The Fuehrer is of the opinion [Raeder wrote] that it is vital for the outcome of the war that Italy does not collapse … He is determined to … prevent Italy from losing North Africa … It would mean a great loss of prestige to the Axis powers … He is [therefore] determined to give them support.
At this point he cautioned his military leaders about divulging German plans.
He does not wish to inform the Italians of our plans. There is great danger that the Royal Family is transmitting intelligence to Britain!!*
Support for Italy, Hitler declared, would consist of antitank formations and some Luftwaffe squadrons for Libya. More important, he would dispatch an army corps of two and a half divisions to buck up the retreating Italians in Albania—into which the Greeks had now pushed them. In connection with this, “Operation Marita”† would be pushed. The transfer of troops from Rumania to Bulgaria, he ordered, must begin at once so that Marita could commence on March 26. Hitler also spoke at some length of the need to be ready to carry out “Operation Attila”—the German cover names seem almost endless—which he had outlined in a directive of December 10, 1940. This was a plan to occupy the rest of France and seize the French fleet at Toulon. He thought now it might have to be carried out soon. “If France becomes troublesome,” he declared, “she will have to be crushed completely.” This would have been a crude violation of the Compiègne armistice, but no general or admiral, so far as Halder and Raeder noted—or at least recorded—raised the question.

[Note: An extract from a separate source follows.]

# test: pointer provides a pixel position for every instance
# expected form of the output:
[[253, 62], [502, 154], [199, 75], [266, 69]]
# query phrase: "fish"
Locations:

It was at this war conference that Hitler described Stalin as “a cold-blooded blackmailer” and informed his commanders that Russia would have to be brought to her knees “as soon as possible.”
If the U.S.A. and Russia should enter the war against Germany [Hitler said, and it was the second time he mentioned that possibility for America], the situation would become very complicated. Hence any possibility for such a threat to develop must be eliminated at the very beginning. If the Russian threat were removed, we could wage war on Britain indefinitely. If Russia collapsed, Japan would be greatly relieved: this in turn would mean increased danger to the U.S.A.
Such were the thoughts of the German dictator on global strategy as 1941 got under way. Two days after the war council, on January 11, he embodied them in Directive No. 22. German reinforcements for Tripoli were to move under “Operation Sunflower”; those for Albania under “Operation Alpine Violets.”54
r /> “THE WORLD WILL HOLD ITS BREATH!”
Mussolini was summoned by Hitler to the Berghof for January 19 and 20. Shaken and humiliated by the Italian debacles in Egypt and Greece, he had no stomach for this journey. Ciano found him “frowning and nervous” when he boarded his special train, fearful that Hitler, Ribbentrop and the German generals would be insultingly condescending. To make matters worse the Duce took along General Alfredo Guzzoni, Assistant Chief of Staff, whom Ciano in his diary described as a mediocre man with a big paunch and a little dyed wig and whom, he thought, it would be positively humiliating to present to the Germans.
To his surprise and relief, Mussolini found Hitler, who came down to the snow-covered platform of the little station at Puch to greet him, both tactful and cordial and there were no reproaches for Italy’s sorry record on the battlefields. He also found his host, as Ciano noted in his diary, in a very anti-Russian mood. For more than two hours on the second day Hitler lectured his Italian guests and an assembly of generals from both countries, and a secret report on it prepared by General Jodl55 confirms that while the Fuehrer was anxious to be helpful to the Italians in Albania and Libya, his principal thoughts were on Russia.